Facing tea prices that jumped 29 percent last Tuesday and similar commodity price increases like coffee, gas or sugar, smaller Niche beverage companies and startups say they need to be quick on their feet to maintain high profit margins.
Steven Prato, founder of Joe Tea, says that small businesses like his are generally able to cope, but it can mean that profits aren’t quite as high as usual.
“They can certainly squeeze profits,” he said. “Small companies don’t have the economies of scale that big businesses do.”
For Joe Tea, which is stocked in New York area Whole Foods and other specialty stores, price fluctuation isn’t a big deal. Because customers are generally more affluent and concerned with buying organic products, they would probably pay a few cents more, according to Prato.
“Selling to someone with money is easier,” he said. “You’re not building a business based on undercutting everyone else.”
Running a small business means adjusting to constantly changing variables, and making decisions that anticipate future changes in commodities.
“We would hope that the decision we made holds us for the balance of the year,” says Prato.
The most important commodity changes, he added, don’t come from the tea, sugar or other ingredients that go into the beverage: it’s the container.
“In everyone’s beverage, 99 percent of it is water,” he said. “But packaging costs can be very dramatic.”
Joe Tea packages mostly in glass bottles, and Prato says that staying flexible is important, which is why they’ve dabbled in plastic packaging as well, though changing oil prices affect PET bottles too.
“We’ve played with it over the last few years,” he said. “If we had to move completely into plastic, we could.”
But commodities, Prato pointed out, are universal, and so are many of the pricing adjustments that are associated with it.
“If sugar is going up, it’s not just going up for me, it’s going up for Coke, it’s going up for Pepsi,” he said.
Arthur Ebeling, CEO of Warrior Energy Inc., works with the same set of variables, but has a different strategy to compete in the energy drink category. Warrior Energy produces a tea-based energy beverage, and despite traditionally high margins in the energy sector, commodity pricing still affects them.
“It’s hard on us,” Ebeling said. “The good thing about tea is that it’s not as variable as coffee.”

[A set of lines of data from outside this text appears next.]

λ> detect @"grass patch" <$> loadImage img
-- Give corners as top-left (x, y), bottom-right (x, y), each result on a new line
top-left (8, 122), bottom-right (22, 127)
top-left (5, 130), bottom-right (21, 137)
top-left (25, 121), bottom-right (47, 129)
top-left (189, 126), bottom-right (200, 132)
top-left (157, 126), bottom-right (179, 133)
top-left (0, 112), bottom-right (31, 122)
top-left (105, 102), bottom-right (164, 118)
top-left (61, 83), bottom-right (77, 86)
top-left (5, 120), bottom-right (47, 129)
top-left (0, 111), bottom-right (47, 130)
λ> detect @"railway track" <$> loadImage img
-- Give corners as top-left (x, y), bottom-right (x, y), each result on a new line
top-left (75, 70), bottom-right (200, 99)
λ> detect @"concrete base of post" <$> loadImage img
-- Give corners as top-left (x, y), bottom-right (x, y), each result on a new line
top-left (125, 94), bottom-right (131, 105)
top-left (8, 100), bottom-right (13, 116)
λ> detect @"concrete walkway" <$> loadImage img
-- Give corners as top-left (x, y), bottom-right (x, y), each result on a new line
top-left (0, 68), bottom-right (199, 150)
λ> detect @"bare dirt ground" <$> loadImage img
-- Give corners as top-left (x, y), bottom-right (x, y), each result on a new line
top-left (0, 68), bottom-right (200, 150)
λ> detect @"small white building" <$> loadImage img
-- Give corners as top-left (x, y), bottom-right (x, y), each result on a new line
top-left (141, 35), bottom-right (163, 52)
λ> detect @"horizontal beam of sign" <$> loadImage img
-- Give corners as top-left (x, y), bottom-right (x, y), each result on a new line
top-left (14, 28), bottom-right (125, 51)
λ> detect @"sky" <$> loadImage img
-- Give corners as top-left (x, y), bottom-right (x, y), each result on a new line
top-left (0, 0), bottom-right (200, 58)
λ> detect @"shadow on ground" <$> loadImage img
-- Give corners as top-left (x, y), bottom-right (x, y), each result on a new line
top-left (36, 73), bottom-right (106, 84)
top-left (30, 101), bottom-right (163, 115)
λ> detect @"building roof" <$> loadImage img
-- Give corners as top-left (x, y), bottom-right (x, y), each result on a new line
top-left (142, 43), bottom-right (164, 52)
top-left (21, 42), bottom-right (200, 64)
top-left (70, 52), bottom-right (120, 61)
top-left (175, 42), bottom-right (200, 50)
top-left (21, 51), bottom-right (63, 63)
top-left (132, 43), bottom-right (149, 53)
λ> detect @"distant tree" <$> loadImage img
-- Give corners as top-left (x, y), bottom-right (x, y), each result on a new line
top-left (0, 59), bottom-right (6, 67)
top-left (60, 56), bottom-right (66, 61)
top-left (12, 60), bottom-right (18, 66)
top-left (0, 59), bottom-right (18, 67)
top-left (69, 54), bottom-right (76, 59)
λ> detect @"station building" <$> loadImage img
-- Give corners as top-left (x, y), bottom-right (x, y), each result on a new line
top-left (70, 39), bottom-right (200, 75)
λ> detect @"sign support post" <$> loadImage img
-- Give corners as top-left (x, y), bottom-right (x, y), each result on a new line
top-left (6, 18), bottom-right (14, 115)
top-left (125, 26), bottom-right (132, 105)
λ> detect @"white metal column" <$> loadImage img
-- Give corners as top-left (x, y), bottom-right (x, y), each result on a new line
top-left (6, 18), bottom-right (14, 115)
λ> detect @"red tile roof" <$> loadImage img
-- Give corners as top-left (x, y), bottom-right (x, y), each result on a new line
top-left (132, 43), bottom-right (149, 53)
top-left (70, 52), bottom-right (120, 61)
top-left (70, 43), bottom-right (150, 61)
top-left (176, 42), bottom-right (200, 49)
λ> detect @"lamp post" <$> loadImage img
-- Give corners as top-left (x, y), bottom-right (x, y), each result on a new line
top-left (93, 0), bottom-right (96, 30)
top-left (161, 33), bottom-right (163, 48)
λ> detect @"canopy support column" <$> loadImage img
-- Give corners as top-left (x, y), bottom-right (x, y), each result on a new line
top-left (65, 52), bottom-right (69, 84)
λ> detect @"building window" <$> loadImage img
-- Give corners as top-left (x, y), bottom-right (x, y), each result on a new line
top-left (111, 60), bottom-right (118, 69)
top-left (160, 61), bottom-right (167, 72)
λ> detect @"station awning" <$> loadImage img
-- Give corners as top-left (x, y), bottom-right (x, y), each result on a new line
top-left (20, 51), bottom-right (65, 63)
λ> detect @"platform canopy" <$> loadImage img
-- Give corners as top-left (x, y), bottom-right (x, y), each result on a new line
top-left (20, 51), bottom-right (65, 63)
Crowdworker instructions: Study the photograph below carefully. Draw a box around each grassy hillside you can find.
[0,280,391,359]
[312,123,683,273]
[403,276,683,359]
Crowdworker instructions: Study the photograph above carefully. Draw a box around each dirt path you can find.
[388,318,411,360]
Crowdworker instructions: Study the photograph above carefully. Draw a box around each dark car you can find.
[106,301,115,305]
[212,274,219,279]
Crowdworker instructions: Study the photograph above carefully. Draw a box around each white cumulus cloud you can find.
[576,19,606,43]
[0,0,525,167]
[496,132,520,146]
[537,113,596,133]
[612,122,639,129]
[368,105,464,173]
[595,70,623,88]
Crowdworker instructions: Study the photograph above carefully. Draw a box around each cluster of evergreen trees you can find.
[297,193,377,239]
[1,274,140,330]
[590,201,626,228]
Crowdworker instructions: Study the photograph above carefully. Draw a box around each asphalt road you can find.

Due partly to the increase of tea sales and partly because of stockpiled tea, Ebeling said they haven’t felt a sting from increasing tea prices as of yet.
“We have a lot in inventory,” he said. “One good thing about tea is that it keeps.”
Warrior Energy also works directly with farmers to ensure lower prices and greater quality because there are so many things that can affect the price and taste of tea, according to Ebeling.
Like Joe Tea, Warrior Energy will be affected most when it comes to future plans for distribution. Ebeling said he would be less likely to pay new product slotting costs associated with supermarkets if their profits were down.
But he said another way to keep costs from overburdening his company is streamlining internally. Ebeling does this as a way of avoiding an increase in the price of his product so he can remain competitive to brands like Red Bull.
“We want to stay competitive — if there is any price adjustment, the cost will probably be born by the distributors.” he said. “You want to galvanize people and you want people to try it.”